5. L’espressione “vige e vigerà sempre fa capire che non si tratta semplicemente di disciplina della Chiesa, ma di un’esigenza che emerge non solo dal buon senso, ma dalla Sacra Scrittura.
Infatti nella prima lettera ai Corinzi si legge: “Ciascuno, pertanto, esamini se stesso e poi mangi di questo pane e beva di questo calice” (1 Cor 11,28).
È chiaro che quell’esamini e quel poi stanno a dire che nel frattempo si deve fare ciò che è necessario per accostarsi degnamente.

6. Per questo Sant’Agostino rifiuta decisamente che si possa fare la Comunione pur avendo il proposito di confessare il peccato grave.
Ricorda la prassi allora vigente che non solo non era consentito fare la Comunione prima di essere riconciliati con la Chiesa, ma che non si poteva neanche essere riconciliati – e cioè ricevere l’assoluzione – se prima non si era fatta anche la Penitenza.
E concludeva: “Dio allora avrebbe detto senza motivo: ‘ciò che scioglierete sulla terra sarà sciolto anche in cielo!’.
Così come senza motivo avrebbe consegnato le chiavi del regno di Dio alla Chiesa! Si può rendere vano il Vangelo?
Si possono rendere vane le parole di Cristo?” (Sermone 392, 3).

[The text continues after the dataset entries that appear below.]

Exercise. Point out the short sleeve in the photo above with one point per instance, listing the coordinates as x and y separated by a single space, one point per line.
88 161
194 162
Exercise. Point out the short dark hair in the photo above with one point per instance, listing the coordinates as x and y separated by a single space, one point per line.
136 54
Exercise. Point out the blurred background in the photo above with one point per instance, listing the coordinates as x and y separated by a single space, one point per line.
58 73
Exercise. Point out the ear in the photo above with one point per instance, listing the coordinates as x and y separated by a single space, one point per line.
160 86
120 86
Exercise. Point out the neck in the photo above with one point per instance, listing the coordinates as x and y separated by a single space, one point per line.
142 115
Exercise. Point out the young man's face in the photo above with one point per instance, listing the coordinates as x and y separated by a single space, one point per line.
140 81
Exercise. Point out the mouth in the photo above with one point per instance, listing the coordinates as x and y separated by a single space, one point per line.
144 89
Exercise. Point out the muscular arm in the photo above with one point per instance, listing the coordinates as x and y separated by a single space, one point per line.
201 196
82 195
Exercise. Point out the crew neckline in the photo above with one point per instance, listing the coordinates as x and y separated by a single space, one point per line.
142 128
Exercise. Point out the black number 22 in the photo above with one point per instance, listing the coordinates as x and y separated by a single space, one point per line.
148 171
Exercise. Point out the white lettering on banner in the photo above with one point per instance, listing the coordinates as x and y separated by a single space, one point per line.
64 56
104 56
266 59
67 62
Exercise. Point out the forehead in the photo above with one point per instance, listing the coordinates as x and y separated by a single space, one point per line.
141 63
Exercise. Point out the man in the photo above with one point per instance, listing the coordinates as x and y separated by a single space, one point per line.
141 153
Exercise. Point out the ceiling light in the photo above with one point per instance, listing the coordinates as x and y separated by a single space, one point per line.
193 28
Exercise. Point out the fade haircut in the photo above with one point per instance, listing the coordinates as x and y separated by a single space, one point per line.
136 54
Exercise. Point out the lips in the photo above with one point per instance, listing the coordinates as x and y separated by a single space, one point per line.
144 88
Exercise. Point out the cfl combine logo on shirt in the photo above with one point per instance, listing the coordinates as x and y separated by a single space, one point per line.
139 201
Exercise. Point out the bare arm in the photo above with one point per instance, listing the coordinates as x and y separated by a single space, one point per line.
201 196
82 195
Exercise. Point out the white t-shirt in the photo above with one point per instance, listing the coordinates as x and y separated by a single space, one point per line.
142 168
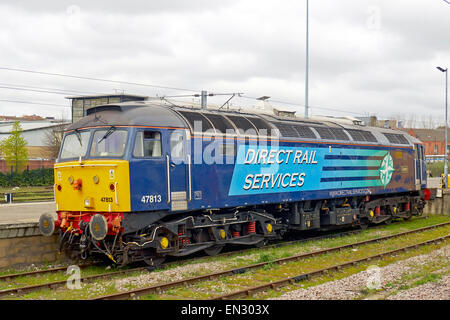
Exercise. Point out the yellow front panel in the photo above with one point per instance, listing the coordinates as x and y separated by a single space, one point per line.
95 194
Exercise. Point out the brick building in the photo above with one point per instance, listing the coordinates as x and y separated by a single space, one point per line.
35 133
433 139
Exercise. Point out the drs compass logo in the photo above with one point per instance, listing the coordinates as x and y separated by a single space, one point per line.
386 170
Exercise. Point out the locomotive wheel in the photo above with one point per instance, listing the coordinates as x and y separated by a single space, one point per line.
151 260
363 225
214 250
261 244
408 217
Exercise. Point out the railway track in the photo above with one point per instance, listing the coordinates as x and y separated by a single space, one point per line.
159 288
304 276
54 284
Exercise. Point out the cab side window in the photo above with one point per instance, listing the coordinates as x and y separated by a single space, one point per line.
147 144
177 144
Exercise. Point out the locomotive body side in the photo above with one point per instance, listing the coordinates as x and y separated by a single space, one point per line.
142 181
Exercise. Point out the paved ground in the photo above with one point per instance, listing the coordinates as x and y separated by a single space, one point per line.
434 182
25 212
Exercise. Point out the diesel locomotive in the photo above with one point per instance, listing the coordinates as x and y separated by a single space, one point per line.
139 181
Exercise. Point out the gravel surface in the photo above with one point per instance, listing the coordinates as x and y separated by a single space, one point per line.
171 275
429 291
376 278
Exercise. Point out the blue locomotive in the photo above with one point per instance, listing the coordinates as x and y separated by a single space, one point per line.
138 181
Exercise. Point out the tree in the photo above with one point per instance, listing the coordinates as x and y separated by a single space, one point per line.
13 148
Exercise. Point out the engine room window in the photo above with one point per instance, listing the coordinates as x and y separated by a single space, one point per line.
109 143
147 144
75 145
177 144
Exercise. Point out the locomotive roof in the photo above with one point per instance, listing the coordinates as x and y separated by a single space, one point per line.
159 114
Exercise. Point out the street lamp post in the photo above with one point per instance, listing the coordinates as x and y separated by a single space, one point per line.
307 60
446 128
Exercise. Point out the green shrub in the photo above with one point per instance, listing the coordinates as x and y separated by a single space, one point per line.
38 177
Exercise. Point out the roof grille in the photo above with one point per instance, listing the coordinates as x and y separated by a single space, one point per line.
360 135
332 134
396 138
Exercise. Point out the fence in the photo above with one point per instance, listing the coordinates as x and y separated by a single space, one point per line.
45 194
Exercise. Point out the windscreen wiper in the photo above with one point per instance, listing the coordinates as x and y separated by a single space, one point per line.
78 134
107 134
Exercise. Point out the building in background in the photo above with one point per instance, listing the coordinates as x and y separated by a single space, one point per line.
36 134
80 104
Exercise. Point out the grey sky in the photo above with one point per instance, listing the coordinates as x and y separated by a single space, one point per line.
367 57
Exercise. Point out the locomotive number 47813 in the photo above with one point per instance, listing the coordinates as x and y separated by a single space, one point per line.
151 198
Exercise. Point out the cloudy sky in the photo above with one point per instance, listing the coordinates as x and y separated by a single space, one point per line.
367 57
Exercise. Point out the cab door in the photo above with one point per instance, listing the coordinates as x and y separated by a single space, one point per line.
178 168
423 167
147 172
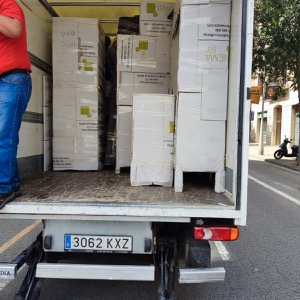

7. Rispondendo così al confessore hai mostrato di avere quel “sensus fidei” del popolo cristiano nel quale non vi è errore, come garantisce il Concilio Vaticano II: “La totalità dei fedeli, avendo l’unzione che viene dal Santo, (cfr. 1 Gv 2,20 e 27), non può sbagliarsi nel credere, e manifesta questa sua proprietà mediante il senso soprannaturale della fede di tutto il popolo” (Lumen Gentium 12).
Continua a fare così.

8. Ti ringrazio anche per la testimonianza che hai voluto rendere sull’efficacia del santo Rosario recitato in comunione spirituale con la Confraternita del SS. Rosario.
Sì, vale anche – e tantissimo – recitato da soli.
Ma con l’appartenenza alla Confraternita del SS. Rosario c’è una comunione profonda con la preghiera e i meriti di tanti altri che sono uniti con un medesimo vincolo e si arricchiscono l’uno dei meriti dell’altro.

Ti auguro un Santo Natale ricco di grazia e di pace.
Ti ricordo al Signore  e ti benedico.